Let's look at the relationship between Age and Spending score.

People between the ages of 20-40 have made more purchases, considering the inference we just made about women, we can make our target audience more specific.

Let's look at the relationship between Annual Income and Spending Score

One of the two regions shown can be selected as the target audience. Even though the number of people whose annual income is between (40-60)k$ is higher (we understand this from the number of data points), the number of that audience is higher but the spending score is low, so if we make shopping attractive for them by choosing the target audience from the two regions above, we will see more profit can be made.

Clustering

Clustering (4 Variables)

Since we will be doing clustering with 4 variables, I will reduce the size, because after the clustering, I may have trouble in 3D visualization while visualizing. I will do the dimension reduction with PCA, PCA works like this: for example we have a dataset with 4 columns, we want to make it as many columns as we want, I will reduce it to 2 columns.

x = df.iloc[:,0:].values 
print("\033[1;31m"  + f'X data before PCA:\n {x[0:5]}')


# standardization before PCA
from sklearn.preprocessing import StandardScaler
sc = StandardScaler()
X = sc.fit_transform(x)


# PCA
from sklearn.decomposition import PCA
pca = PCA(n_components = 2) 
X_2D = pca.fit_transform(X)
print("\033[0;32m" + f'\nX data after PCA:\n {X_2D[0:5,:]}')

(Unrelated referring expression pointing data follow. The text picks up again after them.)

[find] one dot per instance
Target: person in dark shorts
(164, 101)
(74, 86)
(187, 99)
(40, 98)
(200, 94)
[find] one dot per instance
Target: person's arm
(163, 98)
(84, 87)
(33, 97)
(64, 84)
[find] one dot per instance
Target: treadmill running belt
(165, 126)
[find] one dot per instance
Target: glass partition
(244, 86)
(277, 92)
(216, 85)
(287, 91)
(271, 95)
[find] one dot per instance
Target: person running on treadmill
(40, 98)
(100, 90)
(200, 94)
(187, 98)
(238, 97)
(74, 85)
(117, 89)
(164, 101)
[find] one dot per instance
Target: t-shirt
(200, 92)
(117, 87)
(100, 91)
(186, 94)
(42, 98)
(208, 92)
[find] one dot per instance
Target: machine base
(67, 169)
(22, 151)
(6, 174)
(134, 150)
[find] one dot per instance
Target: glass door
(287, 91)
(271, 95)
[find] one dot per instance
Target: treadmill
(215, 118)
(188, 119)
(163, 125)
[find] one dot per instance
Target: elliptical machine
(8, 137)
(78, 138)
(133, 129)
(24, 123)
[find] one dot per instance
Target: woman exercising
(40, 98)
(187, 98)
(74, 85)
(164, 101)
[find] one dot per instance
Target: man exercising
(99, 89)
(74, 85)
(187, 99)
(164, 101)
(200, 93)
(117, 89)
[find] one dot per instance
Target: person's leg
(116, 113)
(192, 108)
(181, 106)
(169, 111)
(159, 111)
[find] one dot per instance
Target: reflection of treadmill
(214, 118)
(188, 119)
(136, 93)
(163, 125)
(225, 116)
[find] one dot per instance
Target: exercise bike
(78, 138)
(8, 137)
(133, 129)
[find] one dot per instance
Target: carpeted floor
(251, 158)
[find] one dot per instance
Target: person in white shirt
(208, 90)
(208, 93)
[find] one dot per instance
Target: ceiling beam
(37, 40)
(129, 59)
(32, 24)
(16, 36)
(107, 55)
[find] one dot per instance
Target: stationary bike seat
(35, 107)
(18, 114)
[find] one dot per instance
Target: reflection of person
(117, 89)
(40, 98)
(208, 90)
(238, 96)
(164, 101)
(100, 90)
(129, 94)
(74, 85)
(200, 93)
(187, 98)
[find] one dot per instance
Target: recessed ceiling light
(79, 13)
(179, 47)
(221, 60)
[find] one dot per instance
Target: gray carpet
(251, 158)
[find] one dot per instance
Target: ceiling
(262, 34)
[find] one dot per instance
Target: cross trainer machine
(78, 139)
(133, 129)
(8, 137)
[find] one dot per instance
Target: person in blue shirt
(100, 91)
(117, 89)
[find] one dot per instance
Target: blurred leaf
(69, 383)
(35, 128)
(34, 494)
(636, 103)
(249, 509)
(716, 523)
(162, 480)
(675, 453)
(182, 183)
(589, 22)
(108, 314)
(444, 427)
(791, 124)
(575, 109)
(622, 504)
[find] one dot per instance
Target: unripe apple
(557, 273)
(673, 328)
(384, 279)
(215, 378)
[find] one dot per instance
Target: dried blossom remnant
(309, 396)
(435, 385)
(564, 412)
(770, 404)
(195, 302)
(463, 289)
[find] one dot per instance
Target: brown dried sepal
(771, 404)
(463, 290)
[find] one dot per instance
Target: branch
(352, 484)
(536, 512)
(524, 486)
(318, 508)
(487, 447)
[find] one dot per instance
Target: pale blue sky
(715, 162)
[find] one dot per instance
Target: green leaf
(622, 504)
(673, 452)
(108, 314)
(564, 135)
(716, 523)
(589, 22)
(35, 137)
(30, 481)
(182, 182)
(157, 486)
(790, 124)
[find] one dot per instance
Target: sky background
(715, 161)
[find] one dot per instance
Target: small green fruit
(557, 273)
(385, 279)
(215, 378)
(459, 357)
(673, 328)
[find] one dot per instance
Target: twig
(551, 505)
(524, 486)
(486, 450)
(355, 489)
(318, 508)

As you can see, X data, which we defined as 4 dimensional (red part), has now been reduced to 2 dimensions (green part). After that we need to find optimum number of clusters using Elbow Method.

We found '4' is optimum number of clusters. Because the most break in the chart is at that point. This is how we will select the next optimal n_clusters. And we can see the cluster visualization below with the centroid.

Clustering (Age & Annual Income & Spending Score)

We found '6' is optimum number of clusters. Because the most break in the chart is at that point. And we can see the cluster visualization below with the centroid.

Clustering (Age & Annual Income)

We found '2' is optimum number of clusters. Because the most break in the chart is at that point. And we can see the cluster visualization below with the centroid.

Clustering (Annual Income & Spending Score)

We found '5' is optimum number of clusters. Because the most break in the chart is at that point. And we can see the cluster visualization below with the centroid.

Clustering (Age & Spending Score)

We found '4' is optimum number of clusters. Because the most break in the chart is at that point. And we can see the cluster visualization below with the centroid.

Conclusion

It seems very clear that there is no big difference between male and female customers, so a gender-based audience should not be chosen.

In addition, it seems that the audience between the ages of 20-40 spend more in this store compared to people in other age groups, making special campaigns for the audience between the ages of 20-40 can increase the profit of the supermarket.

This is not the optimal strategy, but it could be an alternative. Since the average spending scores of middle-income (40k-70k dollars) customers in this store are also at a medium level, it is difficult to increase their spending to higher levels because their income is not conducive to this, but by making campaigns to increase the number of these customers, the store can increase its profit by acquiring more middle-income customers.

I think the best strategy would be to target high-income customers. The reason is that some of the high-income customers spend high, while a significant portion of these customers spend low, there may be some things that low-spenders are not satisfied. Improvements to be made in service and quality can increase the spending of high-income customers who come to the store, but do not.

The distribution of the data was generally good, but the standard deviations were a little high and there was no significant positive correlation between the data, only a negative correlation between age and spending score that could be important, showing us that older people who choose this supermarket spend less money than people in other age groups.